By comparing the permit issued by BAAQMD for the incinerator, which the agency calls a "fluidized bake oven" with numbers prior to its installation, a picture begins to emerge. The incinerator alone puts out 2.5-tons of particulates, .7 tons of nitrogen oxide, a key ingredient of smog, and 1.5 tons of carbon dioxide annually.

But as Ted Hull, a BAAQMD air quality engineer contends, the amounts are inconsequential. "Even a small internal combustion engine would emit more than that (amount of nitrogen oxide). That's less than 10 pounds a day. We wouldn't consider that a lot."

Wood insists the air district fully investigate plant emissions and study cumulative health effects. According to him, the board's ruling that the company's emissions are within all regulatory standards is a misnomer. Wood charges that the board overlooks cumulative effects of various pollutants on human health.

"They are losing the forest for the trees. Pacific Steel Casting is one of the biggest dischargers into Alameda County air and the air board is treating them like a mom and pop cleaners."

But according to the BAAQMD, the state agency charged with regulating air pollution, the smells may be unpleasant, but the odor itself is not a public health problem.

"The existence of an odor problem does not necessarily correspond with a health risk," said Brian Bateman, who leads the district's toxics division. The odor, described by the air board as similar to a burning pothandle, is created when organic compounds in metal forms are burned.

Numerous complaints of public nuisance in the early 1980's prompted the district to act. The agency forced the company to install an efficient incinerator and raise the height of its smokestack. A higher stack disperses pollutants over a wider area, but in lower concentrations. "There hasn't been any specific complaint, and no public nuisance or notice of violation in at least six years," said BAAQMD supervisor Richard Lew, "The odor was a lot, lot worse before."
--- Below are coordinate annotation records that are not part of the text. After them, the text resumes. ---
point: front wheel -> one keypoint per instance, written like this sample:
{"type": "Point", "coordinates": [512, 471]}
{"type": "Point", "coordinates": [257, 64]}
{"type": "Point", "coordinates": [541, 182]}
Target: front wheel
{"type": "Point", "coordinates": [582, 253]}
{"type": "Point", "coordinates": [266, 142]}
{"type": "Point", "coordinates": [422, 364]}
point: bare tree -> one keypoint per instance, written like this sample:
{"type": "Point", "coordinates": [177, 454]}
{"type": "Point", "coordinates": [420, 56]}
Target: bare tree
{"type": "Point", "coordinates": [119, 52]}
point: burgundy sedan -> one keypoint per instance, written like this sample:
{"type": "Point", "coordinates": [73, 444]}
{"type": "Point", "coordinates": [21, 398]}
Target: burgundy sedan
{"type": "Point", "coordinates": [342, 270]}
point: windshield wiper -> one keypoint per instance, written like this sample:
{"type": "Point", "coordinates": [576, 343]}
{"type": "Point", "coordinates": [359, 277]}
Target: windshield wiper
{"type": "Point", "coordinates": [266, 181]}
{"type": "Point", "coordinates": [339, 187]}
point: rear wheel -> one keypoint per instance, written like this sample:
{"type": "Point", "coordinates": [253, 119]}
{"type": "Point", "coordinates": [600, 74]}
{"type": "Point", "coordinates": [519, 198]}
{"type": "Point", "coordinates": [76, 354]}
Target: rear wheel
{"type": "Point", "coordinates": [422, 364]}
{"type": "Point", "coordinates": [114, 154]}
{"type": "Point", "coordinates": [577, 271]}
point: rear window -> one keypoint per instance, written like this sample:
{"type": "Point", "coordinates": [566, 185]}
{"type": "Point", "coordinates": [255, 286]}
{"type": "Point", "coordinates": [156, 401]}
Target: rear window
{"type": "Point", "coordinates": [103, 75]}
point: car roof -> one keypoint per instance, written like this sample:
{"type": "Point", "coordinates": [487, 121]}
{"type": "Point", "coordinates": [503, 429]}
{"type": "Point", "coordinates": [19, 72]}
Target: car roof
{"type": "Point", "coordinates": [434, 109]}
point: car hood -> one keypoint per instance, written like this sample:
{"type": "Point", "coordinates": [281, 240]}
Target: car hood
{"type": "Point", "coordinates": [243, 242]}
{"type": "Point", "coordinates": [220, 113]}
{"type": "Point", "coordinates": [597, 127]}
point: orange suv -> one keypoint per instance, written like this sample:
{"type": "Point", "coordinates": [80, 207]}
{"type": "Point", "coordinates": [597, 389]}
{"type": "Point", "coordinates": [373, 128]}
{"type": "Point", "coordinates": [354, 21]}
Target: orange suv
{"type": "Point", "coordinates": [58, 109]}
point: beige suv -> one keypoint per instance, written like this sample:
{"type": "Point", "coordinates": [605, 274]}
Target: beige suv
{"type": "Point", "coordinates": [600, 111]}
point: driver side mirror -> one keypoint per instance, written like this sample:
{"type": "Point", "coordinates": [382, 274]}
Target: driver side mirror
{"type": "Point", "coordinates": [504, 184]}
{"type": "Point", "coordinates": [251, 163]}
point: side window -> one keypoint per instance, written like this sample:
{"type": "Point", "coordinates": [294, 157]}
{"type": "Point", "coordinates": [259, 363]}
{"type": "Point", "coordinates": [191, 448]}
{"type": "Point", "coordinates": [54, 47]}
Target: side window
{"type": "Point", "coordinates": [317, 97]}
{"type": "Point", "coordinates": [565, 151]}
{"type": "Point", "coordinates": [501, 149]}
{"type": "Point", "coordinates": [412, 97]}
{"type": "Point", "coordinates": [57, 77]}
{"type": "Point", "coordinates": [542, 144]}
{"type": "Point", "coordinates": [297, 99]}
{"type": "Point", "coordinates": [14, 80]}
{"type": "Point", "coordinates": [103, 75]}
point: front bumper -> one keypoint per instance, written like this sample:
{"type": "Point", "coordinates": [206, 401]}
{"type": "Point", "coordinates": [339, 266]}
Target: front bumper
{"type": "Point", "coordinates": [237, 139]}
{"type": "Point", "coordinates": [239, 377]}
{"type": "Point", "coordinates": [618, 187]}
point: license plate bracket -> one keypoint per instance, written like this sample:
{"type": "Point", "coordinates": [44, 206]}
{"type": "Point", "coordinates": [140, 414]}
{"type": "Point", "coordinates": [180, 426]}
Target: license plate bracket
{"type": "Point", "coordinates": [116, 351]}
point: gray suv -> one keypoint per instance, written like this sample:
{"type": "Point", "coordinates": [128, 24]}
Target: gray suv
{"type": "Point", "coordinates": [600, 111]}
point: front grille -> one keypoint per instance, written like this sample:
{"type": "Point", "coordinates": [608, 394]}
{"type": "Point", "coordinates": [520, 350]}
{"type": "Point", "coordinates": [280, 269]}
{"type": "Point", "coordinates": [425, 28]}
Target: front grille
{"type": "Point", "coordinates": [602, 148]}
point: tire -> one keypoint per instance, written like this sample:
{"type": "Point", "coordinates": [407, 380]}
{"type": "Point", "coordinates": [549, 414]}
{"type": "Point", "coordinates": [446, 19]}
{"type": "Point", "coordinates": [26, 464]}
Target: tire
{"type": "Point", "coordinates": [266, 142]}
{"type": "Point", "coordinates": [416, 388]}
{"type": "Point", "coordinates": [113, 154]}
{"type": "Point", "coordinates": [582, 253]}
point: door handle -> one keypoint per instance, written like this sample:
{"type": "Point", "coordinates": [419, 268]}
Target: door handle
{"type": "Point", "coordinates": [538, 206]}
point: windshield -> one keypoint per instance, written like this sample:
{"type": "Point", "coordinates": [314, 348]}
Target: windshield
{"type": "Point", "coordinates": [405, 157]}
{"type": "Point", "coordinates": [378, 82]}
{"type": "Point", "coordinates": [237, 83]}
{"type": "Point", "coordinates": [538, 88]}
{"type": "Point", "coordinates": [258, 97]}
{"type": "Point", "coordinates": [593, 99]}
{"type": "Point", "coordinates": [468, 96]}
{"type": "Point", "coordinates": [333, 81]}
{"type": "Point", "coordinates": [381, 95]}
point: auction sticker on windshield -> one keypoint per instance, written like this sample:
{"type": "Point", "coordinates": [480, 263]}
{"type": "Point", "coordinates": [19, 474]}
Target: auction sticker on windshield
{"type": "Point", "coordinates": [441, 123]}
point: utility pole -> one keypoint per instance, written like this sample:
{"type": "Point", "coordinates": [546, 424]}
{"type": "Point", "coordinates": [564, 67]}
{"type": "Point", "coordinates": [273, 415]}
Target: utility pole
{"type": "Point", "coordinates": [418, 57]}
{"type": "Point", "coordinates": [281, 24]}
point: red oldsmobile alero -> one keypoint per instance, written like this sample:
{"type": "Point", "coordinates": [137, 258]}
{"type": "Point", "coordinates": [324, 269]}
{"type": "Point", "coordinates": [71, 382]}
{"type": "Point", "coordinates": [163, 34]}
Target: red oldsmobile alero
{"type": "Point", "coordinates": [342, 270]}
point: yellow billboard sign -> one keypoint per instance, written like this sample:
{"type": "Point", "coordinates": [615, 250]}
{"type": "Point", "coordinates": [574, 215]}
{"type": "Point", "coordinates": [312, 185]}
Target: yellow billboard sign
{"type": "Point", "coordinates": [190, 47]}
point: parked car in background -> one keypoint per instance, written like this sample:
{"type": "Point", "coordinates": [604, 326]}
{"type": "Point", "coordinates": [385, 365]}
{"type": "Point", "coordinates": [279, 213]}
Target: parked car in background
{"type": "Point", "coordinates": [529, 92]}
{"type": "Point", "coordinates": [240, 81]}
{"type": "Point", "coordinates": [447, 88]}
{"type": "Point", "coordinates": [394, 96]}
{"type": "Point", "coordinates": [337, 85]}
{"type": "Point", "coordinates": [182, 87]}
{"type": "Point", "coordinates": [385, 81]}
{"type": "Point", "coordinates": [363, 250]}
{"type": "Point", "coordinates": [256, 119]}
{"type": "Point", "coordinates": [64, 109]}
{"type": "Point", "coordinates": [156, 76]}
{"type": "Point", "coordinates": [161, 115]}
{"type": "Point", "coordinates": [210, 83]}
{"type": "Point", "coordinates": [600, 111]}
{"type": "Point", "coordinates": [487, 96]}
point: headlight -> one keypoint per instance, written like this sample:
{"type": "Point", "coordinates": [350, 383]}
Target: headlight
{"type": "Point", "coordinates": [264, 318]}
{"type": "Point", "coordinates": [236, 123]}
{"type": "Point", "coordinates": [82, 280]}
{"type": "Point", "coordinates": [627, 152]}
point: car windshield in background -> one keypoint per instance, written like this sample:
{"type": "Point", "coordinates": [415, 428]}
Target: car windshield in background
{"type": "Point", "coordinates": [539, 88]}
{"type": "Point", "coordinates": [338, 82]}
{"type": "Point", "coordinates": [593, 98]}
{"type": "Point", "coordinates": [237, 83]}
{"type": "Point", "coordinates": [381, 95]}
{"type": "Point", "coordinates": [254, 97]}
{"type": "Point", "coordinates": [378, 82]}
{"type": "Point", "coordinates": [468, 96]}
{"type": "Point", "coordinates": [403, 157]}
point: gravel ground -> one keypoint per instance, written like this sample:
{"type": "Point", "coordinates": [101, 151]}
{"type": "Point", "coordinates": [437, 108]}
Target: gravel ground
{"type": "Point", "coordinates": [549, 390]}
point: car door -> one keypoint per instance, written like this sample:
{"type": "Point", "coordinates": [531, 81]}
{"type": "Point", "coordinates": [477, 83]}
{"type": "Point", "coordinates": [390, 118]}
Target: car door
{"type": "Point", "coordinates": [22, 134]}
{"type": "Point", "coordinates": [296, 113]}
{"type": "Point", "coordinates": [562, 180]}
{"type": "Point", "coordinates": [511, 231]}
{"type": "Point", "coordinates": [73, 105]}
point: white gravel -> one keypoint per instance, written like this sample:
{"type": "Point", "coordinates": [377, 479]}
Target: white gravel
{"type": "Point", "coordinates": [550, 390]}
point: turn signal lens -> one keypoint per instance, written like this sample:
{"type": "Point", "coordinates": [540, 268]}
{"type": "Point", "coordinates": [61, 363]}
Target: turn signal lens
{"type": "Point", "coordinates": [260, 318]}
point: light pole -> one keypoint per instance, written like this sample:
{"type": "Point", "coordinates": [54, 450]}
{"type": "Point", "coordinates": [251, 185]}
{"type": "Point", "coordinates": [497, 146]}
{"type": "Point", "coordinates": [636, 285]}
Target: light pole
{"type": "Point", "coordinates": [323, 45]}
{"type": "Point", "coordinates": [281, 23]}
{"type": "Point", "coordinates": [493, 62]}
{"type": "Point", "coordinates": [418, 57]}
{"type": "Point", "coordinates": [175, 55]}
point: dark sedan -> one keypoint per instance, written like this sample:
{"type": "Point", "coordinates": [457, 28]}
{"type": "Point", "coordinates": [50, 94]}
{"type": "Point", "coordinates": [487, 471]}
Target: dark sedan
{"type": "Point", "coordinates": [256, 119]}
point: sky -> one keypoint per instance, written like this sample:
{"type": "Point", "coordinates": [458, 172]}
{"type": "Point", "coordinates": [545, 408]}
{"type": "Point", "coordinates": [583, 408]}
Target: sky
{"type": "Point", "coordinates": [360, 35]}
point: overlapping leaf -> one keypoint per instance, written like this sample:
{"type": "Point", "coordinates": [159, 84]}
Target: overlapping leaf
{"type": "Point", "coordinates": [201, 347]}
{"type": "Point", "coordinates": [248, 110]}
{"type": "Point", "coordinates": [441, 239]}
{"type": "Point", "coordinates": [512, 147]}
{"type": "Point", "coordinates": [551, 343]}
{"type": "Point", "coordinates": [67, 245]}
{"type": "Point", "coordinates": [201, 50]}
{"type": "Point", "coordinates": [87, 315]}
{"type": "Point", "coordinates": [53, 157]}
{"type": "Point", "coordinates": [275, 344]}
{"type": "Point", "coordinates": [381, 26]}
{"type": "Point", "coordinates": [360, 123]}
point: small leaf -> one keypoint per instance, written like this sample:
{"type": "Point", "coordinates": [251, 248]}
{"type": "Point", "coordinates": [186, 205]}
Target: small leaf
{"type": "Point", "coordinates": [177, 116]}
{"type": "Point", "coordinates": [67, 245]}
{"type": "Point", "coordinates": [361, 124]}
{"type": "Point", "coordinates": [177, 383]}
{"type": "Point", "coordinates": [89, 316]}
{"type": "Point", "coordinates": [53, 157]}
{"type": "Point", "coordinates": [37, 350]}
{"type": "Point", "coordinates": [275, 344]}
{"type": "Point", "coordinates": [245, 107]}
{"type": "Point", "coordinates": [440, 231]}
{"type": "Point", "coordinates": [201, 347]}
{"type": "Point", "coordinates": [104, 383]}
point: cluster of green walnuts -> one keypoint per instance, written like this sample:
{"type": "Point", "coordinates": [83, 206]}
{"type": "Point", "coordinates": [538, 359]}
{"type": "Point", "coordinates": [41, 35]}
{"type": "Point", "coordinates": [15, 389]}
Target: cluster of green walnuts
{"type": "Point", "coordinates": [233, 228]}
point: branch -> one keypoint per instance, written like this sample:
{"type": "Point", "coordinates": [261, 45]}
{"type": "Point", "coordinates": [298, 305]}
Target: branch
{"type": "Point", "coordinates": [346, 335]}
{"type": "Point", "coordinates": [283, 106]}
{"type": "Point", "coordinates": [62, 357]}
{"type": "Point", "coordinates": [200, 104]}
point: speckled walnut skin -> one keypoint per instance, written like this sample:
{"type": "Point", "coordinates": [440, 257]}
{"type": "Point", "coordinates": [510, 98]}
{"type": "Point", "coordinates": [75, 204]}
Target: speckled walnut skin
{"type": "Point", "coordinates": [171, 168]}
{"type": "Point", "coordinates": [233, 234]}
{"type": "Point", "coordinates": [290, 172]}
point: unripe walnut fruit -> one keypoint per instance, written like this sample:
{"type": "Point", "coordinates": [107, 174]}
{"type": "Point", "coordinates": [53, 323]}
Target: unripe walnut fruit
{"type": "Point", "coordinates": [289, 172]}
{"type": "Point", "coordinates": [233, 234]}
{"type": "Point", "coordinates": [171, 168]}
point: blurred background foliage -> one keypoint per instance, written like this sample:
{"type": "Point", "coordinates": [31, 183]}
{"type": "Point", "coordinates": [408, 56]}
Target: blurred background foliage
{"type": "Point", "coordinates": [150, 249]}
But neighborhood groups insist the mix of industry and homes is inappropriate for an incinerator. Wood and Kaminsky say the factory is within 1,008 feet of a day-care center. Wood complains that a public hearing required before stacks are located near schools was never held, though the factory predates the school and the law.

Wood also charges that the complaint process is too circuitous for the community. "They have to have three people call in one hour and only then they'll come out and take some air sampling. The community is burned out on the regulatory process."

Wood wants constant monitoring of the plant's emissions.

"The last time there was any talk about the health effects was 10 years ago," he said. Wood said the company is allowed to burn 10,000 tons of material annually, and the board won't study cumulative health effects.

"Their main emission's nickel," Bateman countered, "but again they are within established limits. It's a well-controlled plant." Bateman said his agency doesn't commission health risk studies unless scientists estimate the health risk at over one cancer in 100,000 people over a 70-year period. Pacific Steel Castings is below that level.

"I'm not sure where Mr. Wood is coming from," said company spokeswoman Christine Chan, " I'm not sure what he is talking about.

"Since (the 1980's) we have done a lot. We were the first company in the country to put in a carbon filtration for the emissions before it is released from our plant. The company has been working within its permit. I don't know what we can do to convince Mr. Wood that we are a health and safety conscious company."